As the structure of China’s economy changes, moving toward Western trends that are indicative of a maturing market, the labor dynamics inevitably go through changes as well and as someone who is either holding Chinese assets or interested in gaining some exposure, it’s important to stay on top of these developments.
First and foremost, one must understand a few core quasi-axioms related to the changes China is going through as its economy matures, aspects those who have studied Western economies should be well aware of:
- Just like in the West, China’s population is aging and as a result, the working age population number stopped its upward trajectory as of 2012 and keeps gradually going down, with adults aged between 16 and 59 currently representing less than 900 million of China’s 1.4+ billion population. In today’s context which involves an inevitable slowdown of economic growth (typical for a maturing economy) and subsequently job creation (the supply of jobs), the fact that people are exiting the labor force and bringing the demand for jobs down while they’re at it can be considered a variable that balances the equation.

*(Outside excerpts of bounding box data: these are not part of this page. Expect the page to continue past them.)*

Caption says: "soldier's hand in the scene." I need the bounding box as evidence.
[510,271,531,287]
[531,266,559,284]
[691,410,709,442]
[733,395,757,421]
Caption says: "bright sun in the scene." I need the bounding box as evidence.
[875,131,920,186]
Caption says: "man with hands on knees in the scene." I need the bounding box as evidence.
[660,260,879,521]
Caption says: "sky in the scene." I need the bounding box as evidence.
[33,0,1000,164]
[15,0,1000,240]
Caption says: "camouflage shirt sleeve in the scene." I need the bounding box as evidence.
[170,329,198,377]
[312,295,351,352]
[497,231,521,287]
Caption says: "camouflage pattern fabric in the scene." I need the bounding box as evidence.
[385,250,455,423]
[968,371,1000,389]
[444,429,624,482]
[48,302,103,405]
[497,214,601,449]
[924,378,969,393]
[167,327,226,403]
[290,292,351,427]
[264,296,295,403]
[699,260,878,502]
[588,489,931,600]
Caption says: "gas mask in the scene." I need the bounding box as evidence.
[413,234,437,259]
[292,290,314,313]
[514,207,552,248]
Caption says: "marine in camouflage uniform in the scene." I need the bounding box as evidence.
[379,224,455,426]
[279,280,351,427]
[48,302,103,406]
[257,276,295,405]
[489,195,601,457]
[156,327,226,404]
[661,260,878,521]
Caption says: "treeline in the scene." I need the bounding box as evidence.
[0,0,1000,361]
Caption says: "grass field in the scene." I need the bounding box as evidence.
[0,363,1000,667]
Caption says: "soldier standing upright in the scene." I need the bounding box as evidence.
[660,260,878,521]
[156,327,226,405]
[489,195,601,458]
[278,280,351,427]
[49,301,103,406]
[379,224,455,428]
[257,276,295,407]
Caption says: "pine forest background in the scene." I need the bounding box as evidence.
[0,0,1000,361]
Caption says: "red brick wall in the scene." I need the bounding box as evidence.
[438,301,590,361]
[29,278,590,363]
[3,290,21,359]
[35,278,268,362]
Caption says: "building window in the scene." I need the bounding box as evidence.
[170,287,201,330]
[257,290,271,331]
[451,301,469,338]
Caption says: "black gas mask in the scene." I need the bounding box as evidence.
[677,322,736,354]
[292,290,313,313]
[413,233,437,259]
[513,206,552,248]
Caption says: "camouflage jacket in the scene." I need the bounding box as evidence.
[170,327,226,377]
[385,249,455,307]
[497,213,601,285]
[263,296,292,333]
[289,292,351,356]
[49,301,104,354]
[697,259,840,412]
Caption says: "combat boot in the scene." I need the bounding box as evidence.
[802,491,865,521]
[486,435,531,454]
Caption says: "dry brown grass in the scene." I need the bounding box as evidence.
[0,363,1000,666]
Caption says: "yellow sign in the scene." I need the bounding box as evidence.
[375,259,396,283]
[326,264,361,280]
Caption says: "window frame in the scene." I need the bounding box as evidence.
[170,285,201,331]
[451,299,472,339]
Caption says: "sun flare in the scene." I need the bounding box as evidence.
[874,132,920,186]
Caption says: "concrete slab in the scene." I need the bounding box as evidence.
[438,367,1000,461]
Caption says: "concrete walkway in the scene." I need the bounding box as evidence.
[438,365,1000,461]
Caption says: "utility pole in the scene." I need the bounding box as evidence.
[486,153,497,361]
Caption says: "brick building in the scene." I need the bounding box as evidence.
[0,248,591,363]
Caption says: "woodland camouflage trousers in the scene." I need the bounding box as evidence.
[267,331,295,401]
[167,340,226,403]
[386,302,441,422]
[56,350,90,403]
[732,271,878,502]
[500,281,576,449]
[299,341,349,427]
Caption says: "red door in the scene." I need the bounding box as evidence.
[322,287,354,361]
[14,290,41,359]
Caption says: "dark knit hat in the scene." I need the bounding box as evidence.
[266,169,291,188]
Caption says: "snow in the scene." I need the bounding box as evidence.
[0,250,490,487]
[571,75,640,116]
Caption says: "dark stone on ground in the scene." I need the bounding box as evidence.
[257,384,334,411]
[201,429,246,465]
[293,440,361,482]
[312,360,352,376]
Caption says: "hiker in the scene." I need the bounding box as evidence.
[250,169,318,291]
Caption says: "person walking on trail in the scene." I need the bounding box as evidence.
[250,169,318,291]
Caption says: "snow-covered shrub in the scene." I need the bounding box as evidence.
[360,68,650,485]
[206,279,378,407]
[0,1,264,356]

However, in the long run, just like for most Western nations, the aging of a country’s population presents unique challenges… but more on that in future articles
- The unemployment rate is still quite low, despite the days of 10%+ yearly GDP growth being over since 2010. China ended 2018 with a registered urban unemployment rate of 3.8% and a surveyed urban unemployment rate of under 5%. However, as mentioned previously, the aging of China’s population plays a role in this equation. More specifically, the fact that the labor force participation rate goes down (as China’s population ages and exits the workforce) “helps” the unemployment rate, for lack of a better term
- Wages (unsurprisingly) keep going up, with an 8.3% YOY growth rate being experienced in 2018 compared to 2017. As this happens, globalization inevitably starts working against China for a change, with companies moving to other jurisdictions that put lower wage costs on the table, something that is especially visible when it comes to industries that involve the production of low value-added products. Just like in the West, China is gradually moving toward services. As a percentage of the labor market, China’s industrial sector experienced its peak in 2012 and has been going down since, as the service sector kept experiencing robust growth
- Other factors also contribute to the trend when it comes to production/industry-related jobs, for example the trade conflicts with the United States having caused a fair bit of damage, especially when it comes to sectors such as manufacturing
After drawing the line, an important question arises: are these changes positive or negative?

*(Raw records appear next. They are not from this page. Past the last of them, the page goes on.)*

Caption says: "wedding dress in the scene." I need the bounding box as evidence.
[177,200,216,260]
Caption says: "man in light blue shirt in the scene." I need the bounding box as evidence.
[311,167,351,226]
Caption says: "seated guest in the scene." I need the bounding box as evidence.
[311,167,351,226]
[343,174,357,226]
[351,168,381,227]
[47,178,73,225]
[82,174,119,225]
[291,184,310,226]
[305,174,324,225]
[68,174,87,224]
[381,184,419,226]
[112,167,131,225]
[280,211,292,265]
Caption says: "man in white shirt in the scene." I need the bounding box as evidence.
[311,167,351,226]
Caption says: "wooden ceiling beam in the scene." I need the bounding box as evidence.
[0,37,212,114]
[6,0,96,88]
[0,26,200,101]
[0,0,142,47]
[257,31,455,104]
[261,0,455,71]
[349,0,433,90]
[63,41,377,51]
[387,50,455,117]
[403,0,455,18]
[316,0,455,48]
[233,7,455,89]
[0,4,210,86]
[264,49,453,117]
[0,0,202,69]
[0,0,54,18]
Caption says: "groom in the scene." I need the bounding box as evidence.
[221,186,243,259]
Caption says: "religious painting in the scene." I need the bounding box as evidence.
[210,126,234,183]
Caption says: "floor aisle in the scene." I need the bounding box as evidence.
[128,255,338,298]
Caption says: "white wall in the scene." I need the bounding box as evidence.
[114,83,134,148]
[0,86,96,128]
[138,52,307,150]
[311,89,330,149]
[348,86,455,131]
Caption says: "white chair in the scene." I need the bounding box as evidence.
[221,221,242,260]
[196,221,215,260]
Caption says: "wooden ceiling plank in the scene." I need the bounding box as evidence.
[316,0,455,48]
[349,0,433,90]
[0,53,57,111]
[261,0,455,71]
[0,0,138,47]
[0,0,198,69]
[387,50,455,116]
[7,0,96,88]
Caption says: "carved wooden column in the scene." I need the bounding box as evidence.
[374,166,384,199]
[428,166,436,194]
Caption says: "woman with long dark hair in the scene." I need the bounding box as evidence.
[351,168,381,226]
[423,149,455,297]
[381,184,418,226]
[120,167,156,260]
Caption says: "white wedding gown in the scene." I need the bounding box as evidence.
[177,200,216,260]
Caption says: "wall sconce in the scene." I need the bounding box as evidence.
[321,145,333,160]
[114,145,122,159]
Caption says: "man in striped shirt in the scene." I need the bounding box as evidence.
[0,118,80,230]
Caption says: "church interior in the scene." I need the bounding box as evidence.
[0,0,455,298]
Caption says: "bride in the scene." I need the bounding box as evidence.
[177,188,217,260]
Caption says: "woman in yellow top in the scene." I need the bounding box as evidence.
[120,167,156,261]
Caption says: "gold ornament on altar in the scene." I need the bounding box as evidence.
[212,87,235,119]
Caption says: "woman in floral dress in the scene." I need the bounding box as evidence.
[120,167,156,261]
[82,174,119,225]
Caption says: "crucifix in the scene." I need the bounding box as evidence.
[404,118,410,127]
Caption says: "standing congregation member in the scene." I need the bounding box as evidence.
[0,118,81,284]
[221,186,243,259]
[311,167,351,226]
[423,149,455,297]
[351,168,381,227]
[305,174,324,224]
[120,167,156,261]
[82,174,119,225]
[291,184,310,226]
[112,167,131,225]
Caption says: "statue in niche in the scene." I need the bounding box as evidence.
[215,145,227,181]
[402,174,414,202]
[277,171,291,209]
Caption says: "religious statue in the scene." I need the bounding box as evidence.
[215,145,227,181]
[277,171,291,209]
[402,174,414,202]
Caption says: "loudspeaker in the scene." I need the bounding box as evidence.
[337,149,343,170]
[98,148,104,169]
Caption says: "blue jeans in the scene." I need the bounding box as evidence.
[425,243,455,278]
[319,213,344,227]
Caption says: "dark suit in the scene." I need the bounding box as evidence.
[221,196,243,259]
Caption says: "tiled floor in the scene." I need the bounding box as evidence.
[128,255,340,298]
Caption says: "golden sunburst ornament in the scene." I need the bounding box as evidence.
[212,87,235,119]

Unfortunately, there is no simple answer to this question. If we view the situation from the perspective of the industrial sector, these changes are anything but positive. However, any economist worth his salt could and should have stated that China can only keep growing based on its (in)famous mass production/export model for so long. As China’s GDP goes up and takes wages along for the ride, the production of low value-added goods inevitably becomes less feasible, with China ironically transitioning from the world’s #1 net beneficiary of globalization in that respect to a proverbial victim.
But is this truly a negative state of affairs?

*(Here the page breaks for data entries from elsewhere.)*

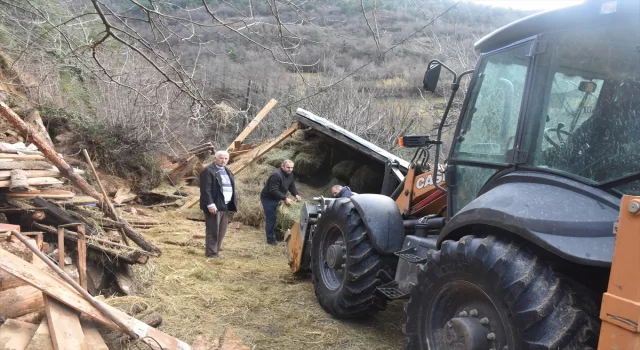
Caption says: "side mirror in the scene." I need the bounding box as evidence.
[578,81,598,93]
[422,63,442,92]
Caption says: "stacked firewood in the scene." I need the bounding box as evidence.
[0,143,83,199]
[0,224,190,350]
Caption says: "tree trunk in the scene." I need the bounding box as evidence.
[24,110,53,148]
[0,101,162,255]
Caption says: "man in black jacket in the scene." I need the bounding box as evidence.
[260,159,302,245]
[200,151,238,258]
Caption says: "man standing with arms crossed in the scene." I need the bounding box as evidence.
[260,159,302,245]
[200,151,238,258]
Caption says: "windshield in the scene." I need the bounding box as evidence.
[530,23,640,194]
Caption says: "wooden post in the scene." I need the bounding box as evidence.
[0,101,162,255]
[78,224,87,290]
[82,149,134,249]
[58,226,64,269]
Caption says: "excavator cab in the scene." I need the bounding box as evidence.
[396,1,640,350]
[310,0,640,350]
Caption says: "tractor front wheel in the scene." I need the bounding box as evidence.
[311,199,395,318]
[405,236,599,350]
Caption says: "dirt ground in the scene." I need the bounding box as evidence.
[109,211,406,349]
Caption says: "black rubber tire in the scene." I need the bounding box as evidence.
[404,236,600,350]
[311,198,397,318]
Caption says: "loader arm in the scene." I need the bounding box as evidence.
[598,196,640,350]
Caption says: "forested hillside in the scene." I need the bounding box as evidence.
[0,0,528,186]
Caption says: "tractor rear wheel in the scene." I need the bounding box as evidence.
[405,236,599,350]
[311,198,395,318]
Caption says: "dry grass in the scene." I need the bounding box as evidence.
[104,211,405,349]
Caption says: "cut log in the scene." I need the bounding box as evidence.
[227,99,278,152]
[82,322,109,350]
[0,169,84,180]
[15,310,45,324]
[0,286,44,318]
[0,320,38,350]
[185,122,298,208]
[24,110,53,148]
[0,153,46,161]
[115,264,138,295]
[9,169,32,192]
[0,101,162,255]
[113,188,137,204]
[0,270,27,292]
[0,249,189,350]
[33,197,100,236]
[140,310,162,328]
[25,318,53,350]
[0,177,64,187]
[0,161,51,170]
[44,296,84,350]
[31,222,149,264]
[4,190,75,199]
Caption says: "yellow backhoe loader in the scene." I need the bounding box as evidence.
[290,0,640,350]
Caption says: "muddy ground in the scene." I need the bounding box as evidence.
[109,211,406,349]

No, not really, especially not if you embrace a long-term outlook. As China’s economy becomes more and more dominant, it is only natural that it moves toward more sophisticated business models, transitioning from being a globalization-facilitated destination for companies that are interested in lowering their labor costs to an economy capable of dominating industries through domestic companies. From Internet giants such as Baidu, Alibaba and Tencent (colloquially referred to as the BAT trio) to even dominating surprising sectors such as green energy (with China, for example, being the top producer of both solar and wind energy), China is simply embarking on a trajectory one can consider predictable for an economy that is maturing.
This process is likely to continue, with trends such as dramatic improvements when it comes to domestic consumption providing generation-defining opportunities for savvy investors. At the end of the day, this is what ChinaFund.com is here to help you do: avoid the pitfalls one falls victim to by being stuck in the past (business models that are no longer viable for a maturing economy) and keep your eyes open so as to spot mega-trends that revolve around domestic consumption, the service sector and many other dimensions of the Chinese economy.